Но та лишь поджала плечи и, забыв их разжать, так и вышла из комнаты, оставив в воздухе гнилую вонь беспокойства.

После они выявились обе, на чуждом языке недомолвок о чём-то гоношась в словах.

Сделали круг почета до стола, выпили пива и снова вышли.

А Банан и Ара сидели себе и с пошлой вальяжностью во всех позах трактовали под пиво раскручивающийся на их полу залитых фарах спектакль с нескромностью залётных зрителей.

Явление 4. В комнату, о чём-то своем перекидываясь в паре в волейбол слов, зашла Агни с Розой.

За ними заскочил Виталий.

Его буквально сводило в судорогах сладострастия.
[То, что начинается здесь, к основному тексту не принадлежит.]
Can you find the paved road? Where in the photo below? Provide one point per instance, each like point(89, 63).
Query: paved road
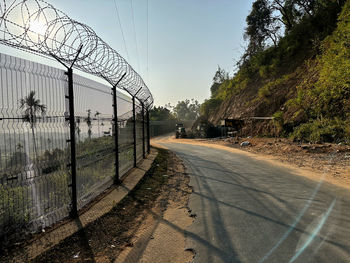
point(250, 211)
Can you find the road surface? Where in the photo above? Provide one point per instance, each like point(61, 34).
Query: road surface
point(249, 210)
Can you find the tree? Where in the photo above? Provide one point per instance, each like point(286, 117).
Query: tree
point(187, 110)
point(98, 122)
point(32, 107)
point(88, 122)
point(220, 76)
point(77, 128)
point(161, 114)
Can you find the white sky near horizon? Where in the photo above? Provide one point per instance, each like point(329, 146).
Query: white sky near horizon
point(187, 40)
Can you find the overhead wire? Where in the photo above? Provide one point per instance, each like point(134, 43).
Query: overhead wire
point(136, 44)
point(147, 40)
point(121, 29)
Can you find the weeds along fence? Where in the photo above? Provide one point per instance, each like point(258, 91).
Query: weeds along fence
point(41, 182)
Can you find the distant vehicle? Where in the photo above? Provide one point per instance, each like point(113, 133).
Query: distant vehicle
point(180, 133)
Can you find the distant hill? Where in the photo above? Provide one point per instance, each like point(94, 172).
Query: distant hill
point(303, 81)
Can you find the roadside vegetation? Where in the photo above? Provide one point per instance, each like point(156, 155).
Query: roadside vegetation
point(106, 237)
point(296, 68)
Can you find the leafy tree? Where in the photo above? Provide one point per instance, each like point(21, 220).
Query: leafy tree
point(161, 114)
point(260, 26)
point(220, 76)
point(97, 114)
point(88, 122)
point(187, 110)
point(77, 128)
point(32, 107)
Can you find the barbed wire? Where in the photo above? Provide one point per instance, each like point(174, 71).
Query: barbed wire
point(37, 26)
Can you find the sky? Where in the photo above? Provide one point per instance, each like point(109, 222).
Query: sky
point(176, 48)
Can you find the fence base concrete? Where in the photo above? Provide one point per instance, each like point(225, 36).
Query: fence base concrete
point(103, 206)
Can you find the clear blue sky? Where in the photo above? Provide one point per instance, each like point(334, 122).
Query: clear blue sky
point(187, 39)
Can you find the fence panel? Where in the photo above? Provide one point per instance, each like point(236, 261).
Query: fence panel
point(94, 141)
point(34, 178)
point(35, 171)
point(139, 137)
point(126, 139)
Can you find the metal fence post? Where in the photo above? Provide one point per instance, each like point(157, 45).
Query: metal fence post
point(116, 134)
point(73, 164)
point(134, 127)
point(116, 129)
point(143, 132)
point(148, 133)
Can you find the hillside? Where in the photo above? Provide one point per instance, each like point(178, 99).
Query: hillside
point(303, 80)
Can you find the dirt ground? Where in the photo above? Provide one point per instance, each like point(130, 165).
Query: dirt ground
point(134, 231)
point(331, 162)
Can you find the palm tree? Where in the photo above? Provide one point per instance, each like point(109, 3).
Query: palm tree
point(32, 107)
point(88, 122)
point(77, 128)
point(98, 121)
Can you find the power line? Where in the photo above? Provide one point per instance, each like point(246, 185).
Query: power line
point(147, 40)
point(121, 29)
point(133, 23)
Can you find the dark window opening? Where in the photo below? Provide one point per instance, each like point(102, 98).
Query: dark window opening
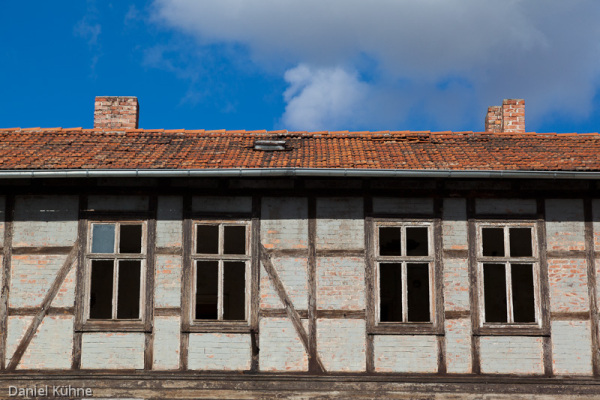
point(390, 292)
point(101, 289)
point(417, 281)
point(494, 288)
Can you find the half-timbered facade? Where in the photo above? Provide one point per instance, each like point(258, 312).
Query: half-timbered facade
point(145, 264)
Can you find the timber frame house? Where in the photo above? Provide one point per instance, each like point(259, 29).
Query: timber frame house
point(146, 264)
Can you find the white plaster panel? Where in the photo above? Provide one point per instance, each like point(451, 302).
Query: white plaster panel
point(112, 350)
point(280, 346)
point(166, 343)
point(340, 223)
point(51, 346)
point(45, 220)
point(511, 355)
point(341, 283)
point(571, 347)
point(118, 203)
point(219, 351)
point(400, 205)
point(222, 204)
point(342, 344)
point(167, 282)
point(505, 206)
point(169, 226)
point(284, 223)
point(404, 353)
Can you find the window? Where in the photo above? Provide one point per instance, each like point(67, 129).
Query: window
point(115, 270)
point(221, 271)
point(508, 266)
point(404, 273)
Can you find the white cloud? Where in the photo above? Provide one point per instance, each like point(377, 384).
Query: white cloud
point(428, 55)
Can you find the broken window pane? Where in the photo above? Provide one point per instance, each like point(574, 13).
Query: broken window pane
point(417, 286)
point(103, 238)
point(130, 240)
point(494, 288)
point(207, 284)
point(207, 239)
point(520, 242)
point(416, 241)
point(235, 240)
point(389, 241)
point(522, 292)
point(493, 242)
point(128, 297)
point(234, 291)
point(101, 289)
point(390, 292)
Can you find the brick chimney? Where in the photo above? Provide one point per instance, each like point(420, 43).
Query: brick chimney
point(116, 112)
point(509, 117)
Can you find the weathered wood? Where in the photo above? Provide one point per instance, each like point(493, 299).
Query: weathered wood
point(37, 320)
point(289, 306)
point(6, 265)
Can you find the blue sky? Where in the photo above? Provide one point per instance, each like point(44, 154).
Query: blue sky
point(302, 65)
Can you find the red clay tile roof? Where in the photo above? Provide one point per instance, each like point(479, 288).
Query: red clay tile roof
point(56, 148)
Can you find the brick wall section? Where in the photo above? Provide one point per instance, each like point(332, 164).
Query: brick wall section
point(455, 224)
point(280, 346)
point(568, 285)
point(222, 204)
point(458, 346)
point(505, 206)
point(284, 223)
point(511, 355)
point(564, 224)
point(405, 353)
point(341, 283)
point(31, 277)
point(52, 345)
point(167, 289)
point(169, 222)
point(112, 351)
point(456, 284)
point(111, 112)
point(340, 223)
point(293, 273)
point(118, 203)
point(571, 347)
point(342, 344)
point(45, 221)
point(395, 205)
point(219, 351)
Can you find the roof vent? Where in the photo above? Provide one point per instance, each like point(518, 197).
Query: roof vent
point(270, 144)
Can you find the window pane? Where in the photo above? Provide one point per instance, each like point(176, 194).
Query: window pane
point(235, 240)
point(493, 242)
point(103, 238)
point(390, 292)
point(494, 288)
point(522, 291)
point(207, 239)
point(207, 286)
point(389, 241)
point(101, 289)
point(520, 242)
point(234, 291)
point(128, 300)
point(417, 285)
point(416, 242)
point(130, 240)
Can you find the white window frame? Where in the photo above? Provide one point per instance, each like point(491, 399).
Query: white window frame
point(115, 257)
point(222, 258)
point(507, 261)
point(404, 260)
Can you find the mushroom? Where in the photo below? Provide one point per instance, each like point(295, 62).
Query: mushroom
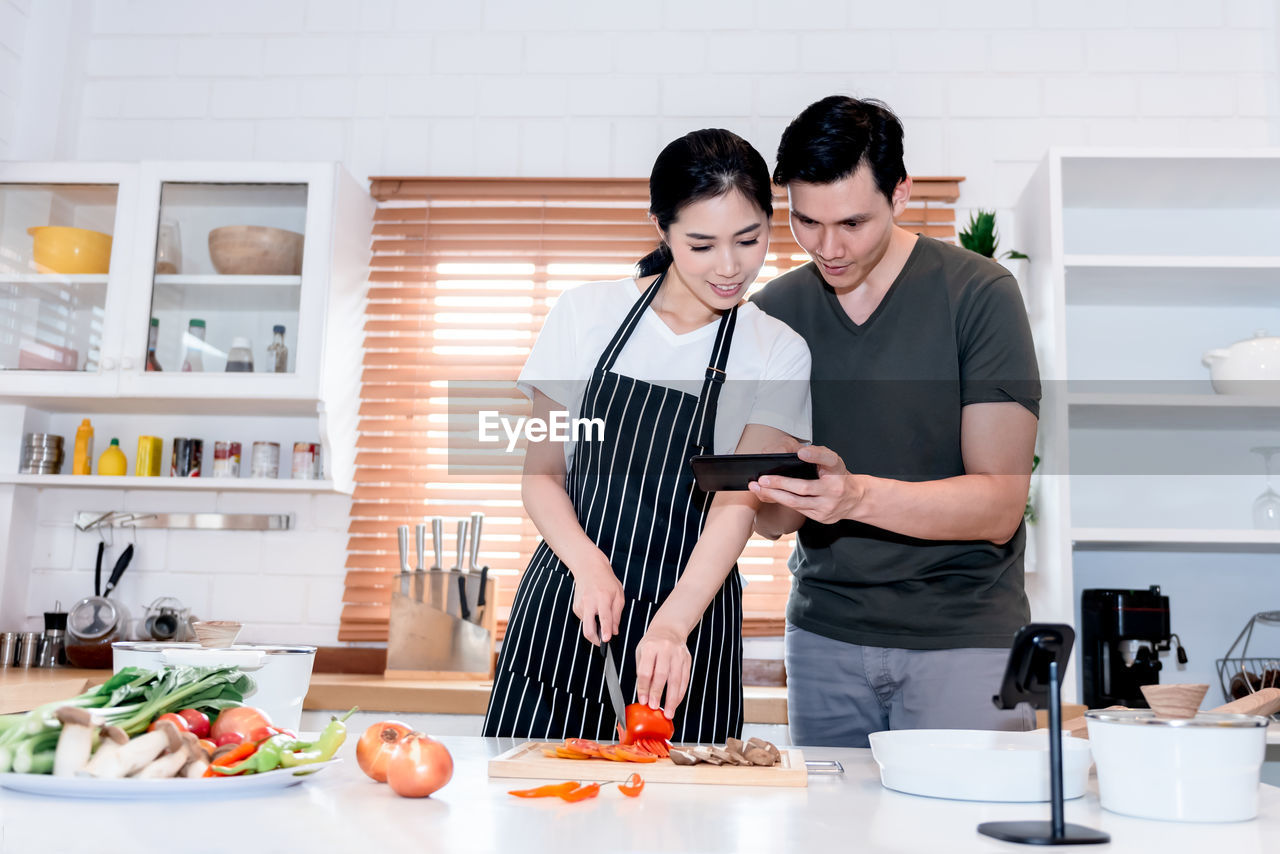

Тонкие руки его бесцельно вскакивали во все стороны, ноги нервически вздёргивались, таская его тело с места на место, голова – чуть запрокинута, сердце его, натруженное от сердечных ран, на этот раз трещало, как у перепуганного.

– Виталя, что за нездоровое движение? – опросил его Банан.

– Пойдём на площадку сходим, я подтянусь, – ответил предложением Виталий, чувствуя в теле невероятную конденсацию энергии, бегающей по трубкам вен пёстро мерцающими импульсами.

Банан понял, к чему тот ведёт, и пошел.

Виталий вёл к турнику.

– Делят, – сказал Виталий, когда они вышли за калитку и стали выворачивать на детскую площадку. – Меня делят. Да тише ты угорай, – оборвал его внезапный смех Виталий. – У них соцсоревнование. Победит сильнейшая! – Пояснил он на подступах к турнику.

Виталий поболтался, поболтался на перекладине, как слепая кишка в пальцах вырезавшего её хирурга, да после пары подтягиваний сплюнул обмякшее тело на стерильно-голую площадку.

– Что-то не хочется мне сегодня подтягиваться, – подвёл он итог своим имитациям, и когда Банан, из чувства долга, подтянулся пару десятков раз, они двинули к дому. – Мне нужна такая, – начал Виталий давать попутный расклад, – чтоб и в хате прибрала, да, если что, маман подмогла. Я, наверное, выберу Агни, – добавил он, предрешив её незамысловатую судьбу. – Она попроще, да и более расторопная.